In “Reduce, Reuse, Recycle”, I discussed how reuse introduces additional complexity and cost as the scope expands (application to family of applications to extra-organization) and in “Coping with change using the Canonical Data Model”, I illustrated how that technique could be used to manage API changes without breaking existing clients. Last week on LinkedIn, an interesting question was posted that combined both reuse and the Canonical Data Model pattern – how do you create a service-oriented architecture around a canonical data model when the teams for the component applications are unaware of the benefits of reuse?
Initially, the benefit seems to be self-evident. If you have ten applications publishing messages to each other, this can involve up to 90 mappings per service method [n(n – 1)], 180 if the services are request-response. If, however, all ten applications use the same set of messages, you have one format per call (two for request-response). Things get sticky when you realize that you must now coordinate ten development teams to code an interface to your service bus (we’re not even considering the case of a third-party product). Assuming you manage to achieve that feat, things get stickier still when the inevitable change is needed to the canonical format. Do you violate the one true message layout rule or do you try to get ten application teams to deploy an update simultaneously?
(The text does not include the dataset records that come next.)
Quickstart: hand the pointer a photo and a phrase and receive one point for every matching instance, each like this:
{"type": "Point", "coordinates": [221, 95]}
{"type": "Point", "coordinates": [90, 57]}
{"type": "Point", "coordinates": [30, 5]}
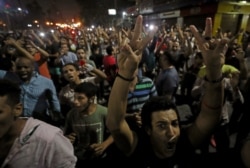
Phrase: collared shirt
{"type": "Point", "coordinates": [40, 145]}
{"type": "Point", "coordinates": [38, 95]}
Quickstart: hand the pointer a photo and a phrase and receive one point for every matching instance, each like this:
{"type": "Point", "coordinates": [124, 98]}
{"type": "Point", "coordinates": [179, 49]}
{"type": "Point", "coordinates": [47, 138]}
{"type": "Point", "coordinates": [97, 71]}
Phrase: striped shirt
{"type": "Point", "coordinates": [144, 90]}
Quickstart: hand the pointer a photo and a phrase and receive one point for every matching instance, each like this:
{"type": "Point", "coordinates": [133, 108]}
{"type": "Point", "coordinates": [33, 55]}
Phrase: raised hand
{"type": "Point", "coordinates": [213, 50]}
{"type": "Point", "coordinates": [131, 49]}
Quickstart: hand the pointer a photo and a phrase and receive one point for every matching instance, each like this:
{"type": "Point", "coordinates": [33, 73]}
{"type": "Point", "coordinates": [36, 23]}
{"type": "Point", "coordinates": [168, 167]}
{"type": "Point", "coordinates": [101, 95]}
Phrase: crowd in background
{"type": "Point", "coordinates": [62, 75]}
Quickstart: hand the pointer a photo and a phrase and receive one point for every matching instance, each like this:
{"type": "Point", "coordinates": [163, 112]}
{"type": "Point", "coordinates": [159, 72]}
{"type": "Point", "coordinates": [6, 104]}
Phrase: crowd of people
{"type": "Point", "coordinates": [115, 95]}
Using the canonical data model pattern inside the service bus (the incoming native message is transformed to the canonical format on the way in and then to the appropriate outgoing native format on the way out) allows you to vary the external formats while reducing the number of mappings to a maximum 20 [2n] (40 if using request-response). Any logic inside the bus (e.g. orchestrations) retains the same benefit of operating on the canonical format without the constraint of having all clients constantly synchronized. Obviously, nothing prevents multiple applications from using the same format, so this method can reap the benefits of reuse without constraining change.
A successful service-oriented architecture will need to balance two potentially contradictory forces: stable service contracts for existing consumers and the ability to quickly accommodate new consumers. Using a canonical data model internally while allowing for a variety of external formats can allow you to meet both objectives with minimal complexity. Attempting to enforce a canonical model externally pushes changes onto all consumer applications regardless of need and will slow the pace of change.